Keluarga Thermablade (1)

166 25 18
                                    

Gempa menghentakkan kakinya sekali ke tanah, satu peleton golem kemudian muncul dan mulai menyerang para Pengacau. Sedangkan Gempa, dia melesat ke arah Schrödinger dan melayangkan sebuah tinju berbalut batu. Schrödinger mundur untuk menghindar, namun serangan dari Gempa masih belum berhenti. Pukulan demi pukulan dari Gempa terus dihindari Schrödinger sambil berjalan mundur dengan santai.

Hingga serangan dari Gempa seketika berhenti karena dia harus menghindar dari sebuh rumah yang runtuh tiba-tiba. Schrödinger tersenyum puas, ternyata pria dengan warna mata beda sebelah itu sengaja menggiring Gempa ke suatu tempat, bukan hanya semata mundur menghindari serangan.

Pria dengan mata berlainan mata itu lalu mendekati Gempa dan berbisik padanya.

"Tahan sebentar sebelum kau kembali menyerang,"

Gempa mundur dengan waspada, menatap tajam ke arah Schrödinger. "Apa mau mu?" tanya Gempa, menanyakan maksud dari ucapan Schrödinger.

Schrödinger mengangkat bahunya santai, berjalan-jalan berputar-putar yang tentu saja sambil diikuti oleh pandangan awas dari Gempa. Kakinya dengan ringan melangkah ke sana kemari, diikuti suara bising pertarungan di latar yang memekakkan telinga.

Entah itu teriakan, benturan baja, atau dentuman keras khas sesuatu yang berat jatuh, Schrödinger tidak terlalu memusingkannya— atau bahkan dia malah menikmatinya. "Apa kau tidak penasaran, kemana perginya Ais dan yang lain?
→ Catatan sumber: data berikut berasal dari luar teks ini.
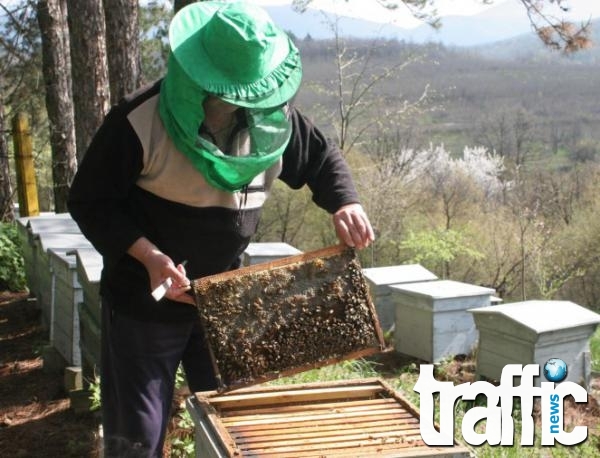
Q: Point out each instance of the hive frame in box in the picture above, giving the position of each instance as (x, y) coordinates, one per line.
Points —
(286, 316)
(352, 419)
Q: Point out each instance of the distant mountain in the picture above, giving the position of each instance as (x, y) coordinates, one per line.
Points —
(500, 23)
(497, 23)
(528, 47)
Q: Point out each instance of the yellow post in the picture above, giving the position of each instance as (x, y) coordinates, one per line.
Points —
(26, 183)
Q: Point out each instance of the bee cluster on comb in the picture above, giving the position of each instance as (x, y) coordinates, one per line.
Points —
(301, 312)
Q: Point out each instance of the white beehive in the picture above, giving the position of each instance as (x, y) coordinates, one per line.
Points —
(42, 243)
(66, 294)
(89, 268)
(362, 418)
(432, 321)
(28, 228)
(260, 252)
(532, 332)
(380, 279)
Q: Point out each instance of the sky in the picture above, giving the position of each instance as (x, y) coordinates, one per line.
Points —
(371, 10)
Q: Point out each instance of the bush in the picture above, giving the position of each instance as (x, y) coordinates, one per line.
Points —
(12, 266)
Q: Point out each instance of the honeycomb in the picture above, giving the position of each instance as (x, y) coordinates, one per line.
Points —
(270, 320)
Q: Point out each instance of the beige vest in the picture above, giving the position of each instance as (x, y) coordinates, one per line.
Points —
(170, 175)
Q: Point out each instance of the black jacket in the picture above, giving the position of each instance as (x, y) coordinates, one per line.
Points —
(132, 182)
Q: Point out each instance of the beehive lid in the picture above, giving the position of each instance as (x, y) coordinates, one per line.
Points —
(89, 264)
(407, 273)
(271, 249)
(58, 223)
(62, 241)
(543, 316)
(443, 289)
(352, 419)
(282, 317)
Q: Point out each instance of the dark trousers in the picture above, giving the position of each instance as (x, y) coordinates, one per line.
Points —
(137, 379)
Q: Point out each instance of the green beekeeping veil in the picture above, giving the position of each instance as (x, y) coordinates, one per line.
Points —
(232, 51)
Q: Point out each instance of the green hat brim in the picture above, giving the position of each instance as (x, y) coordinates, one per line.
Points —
(271, 90)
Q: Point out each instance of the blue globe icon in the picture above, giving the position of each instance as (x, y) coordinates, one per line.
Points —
(555, 370)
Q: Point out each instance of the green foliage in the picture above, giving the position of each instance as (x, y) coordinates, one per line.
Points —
(154, 47)
(434, 248)
(12, 266)
(595, 350)
(183, 445)
(180, 379)
(95, 398)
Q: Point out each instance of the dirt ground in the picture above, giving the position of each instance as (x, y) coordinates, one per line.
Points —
(35, 415)
(36, 419)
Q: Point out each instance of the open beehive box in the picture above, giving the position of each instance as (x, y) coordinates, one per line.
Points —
(352, 419)
(282, 317)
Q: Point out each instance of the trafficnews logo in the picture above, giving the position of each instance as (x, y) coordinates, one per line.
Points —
(500, 426)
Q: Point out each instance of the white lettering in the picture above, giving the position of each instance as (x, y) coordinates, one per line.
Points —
(499, 428)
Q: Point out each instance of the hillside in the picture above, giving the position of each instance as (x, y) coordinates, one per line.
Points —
(474, 98)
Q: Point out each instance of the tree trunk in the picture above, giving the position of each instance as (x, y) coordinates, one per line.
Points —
(6, 203)
(89, 69)
(178, 4)
(56, 66)
(122, 47)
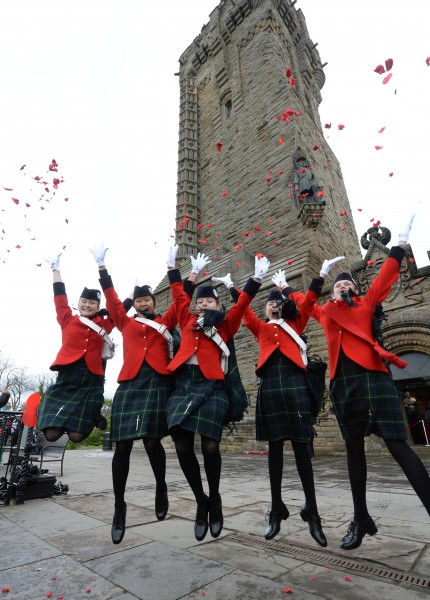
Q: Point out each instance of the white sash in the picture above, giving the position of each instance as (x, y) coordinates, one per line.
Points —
(301, 344)
(109, 347)
(213, 335)
(162, 329)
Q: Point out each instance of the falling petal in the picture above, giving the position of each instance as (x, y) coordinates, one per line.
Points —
(387, 78)
(388, 64)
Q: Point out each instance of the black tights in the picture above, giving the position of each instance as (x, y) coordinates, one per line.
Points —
(52, 434)
(405, 457)
(121, 465)
(304, 469)
(184, 443)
Kenapa mereka tidak membantumu?" Dirinya berkicau, seakan sedang memancing Gempa untuk hal yang lain.

Gempa mengepalkan tangannya kuat-kuat, berusaha menahan dirinya untuk tidak terhasut. Dengan tegas dia menjawab, "Aku tahu mereka di Hutan Besar Barat."

"Memangnya Hutan Besar Barat juga tetap diserang? Kau bisa lihat sendiri, nyatanya malah Erlupi yang diserang, bukan?" Kalimat-kalimat hasutan terus disuarakan oleh Schrödinger.
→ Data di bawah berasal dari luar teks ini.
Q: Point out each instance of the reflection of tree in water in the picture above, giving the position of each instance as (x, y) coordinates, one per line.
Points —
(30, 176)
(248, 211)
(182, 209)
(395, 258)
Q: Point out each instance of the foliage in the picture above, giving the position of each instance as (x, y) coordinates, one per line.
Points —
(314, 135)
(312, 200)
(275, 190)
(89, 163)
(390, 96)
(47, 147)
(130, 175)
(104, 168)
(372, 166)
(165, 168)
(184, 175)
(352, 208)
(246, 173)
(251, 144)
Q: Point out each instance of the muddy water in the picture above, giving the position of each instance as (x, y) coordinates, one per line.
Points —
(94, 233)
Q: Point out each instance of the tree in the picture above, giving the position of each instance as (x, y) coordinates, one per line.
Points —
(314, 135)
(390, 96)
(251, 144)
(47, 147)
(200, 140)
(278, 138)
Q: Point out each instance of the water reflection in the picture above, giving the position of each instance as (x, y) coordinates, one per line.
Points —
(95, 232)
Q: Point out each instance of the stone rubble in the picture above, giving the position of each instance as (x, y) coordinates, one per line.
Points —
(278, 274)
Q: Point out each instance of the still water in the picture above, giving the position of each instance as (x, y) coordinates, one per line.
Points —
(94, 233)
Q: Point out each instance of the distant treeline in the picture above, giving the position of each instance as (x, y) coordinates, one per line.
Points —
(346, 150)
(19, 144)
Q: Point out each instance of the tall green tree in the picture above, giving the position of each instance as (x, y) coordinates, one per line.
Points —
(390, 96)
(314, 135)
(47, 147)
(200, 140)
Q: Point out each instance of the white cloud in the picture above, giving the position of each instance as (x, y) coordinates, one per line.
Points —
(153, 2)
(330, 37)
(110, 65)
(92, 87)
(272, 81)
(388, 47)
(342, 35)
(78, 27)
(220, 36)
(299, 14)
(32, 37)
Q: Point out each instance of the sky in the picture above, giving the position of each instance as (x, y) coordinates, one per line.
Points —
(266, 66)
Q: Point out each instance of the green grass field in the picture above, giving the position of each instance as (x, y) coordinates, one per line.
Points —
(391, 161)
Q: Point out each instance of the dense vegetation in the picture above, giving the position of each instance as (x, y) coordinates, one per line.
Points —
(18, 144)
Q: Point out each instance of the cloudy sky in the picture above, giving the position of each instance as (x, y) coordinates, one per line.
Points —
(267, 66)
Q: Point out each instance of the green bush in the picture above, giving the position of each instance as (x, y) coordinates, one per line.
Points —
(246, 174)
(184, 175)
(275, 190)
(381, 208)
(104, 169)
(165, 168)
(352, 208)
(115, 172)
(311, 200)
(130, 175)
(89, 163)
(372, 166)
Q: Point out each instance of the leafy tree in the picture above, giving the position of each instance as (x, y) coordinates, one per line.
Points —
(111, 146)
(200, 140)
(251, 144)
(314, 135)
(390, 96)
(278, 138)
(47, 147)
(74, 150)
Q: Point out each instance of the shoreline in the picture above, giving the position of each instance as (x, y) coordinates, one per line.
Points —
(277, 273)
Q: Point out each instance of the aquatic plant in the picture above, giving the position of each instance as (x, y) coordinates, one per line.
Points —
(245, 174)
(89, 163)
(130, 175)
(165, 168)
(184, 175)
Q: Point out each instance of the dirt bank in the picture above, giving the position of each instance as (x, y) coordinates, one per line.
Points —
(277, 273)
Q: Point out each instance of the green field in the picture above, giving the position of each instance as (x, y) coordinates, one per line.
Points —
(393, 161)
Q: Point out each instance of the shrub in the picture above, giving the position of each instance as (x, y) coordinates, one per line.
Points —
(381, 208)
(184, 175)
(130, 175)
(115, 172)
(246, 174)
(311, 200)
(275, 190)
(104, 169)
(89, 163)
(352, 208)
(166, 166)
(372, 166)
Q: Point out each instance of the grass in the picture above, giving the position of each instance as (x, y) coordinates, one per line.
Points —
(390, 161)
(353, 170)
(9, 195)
Gempa sedikit goyah, memikirkan perkataan pria gila itu terlalu dalam. Bagaimana kalau yang lainnya memang sengaja tidak membantu Erlupi? Bagaimana kalau tanahnya ternyata ditumbalkan? Bagaimana kalau ternyata dia dikhianati oleh yang lainnya?

Ini buruk. Pikiran-pikiran negatif mulai mengisi kepalanya. Segera dia gelengkan kepalanya untuk menepis semua hal jelek yang ada di otaknya. Schrödinger hanya sedang memancingnya, mana bisa dia biarkan begitu saja! Gempa harus menguatkan pikirannya agar tidak mudah terpengaruh.

Schrödinger yang menatap Gempa sedikit melunturkan senyumannya. Entah seberapa keras Gempa bertahan, akan terus Schrödinger lakukan sampai membuahkan hasil. Entah itu marah dengan ucapannya atau marah dengan hal yang lain, keduanya tidak begitu merugikan.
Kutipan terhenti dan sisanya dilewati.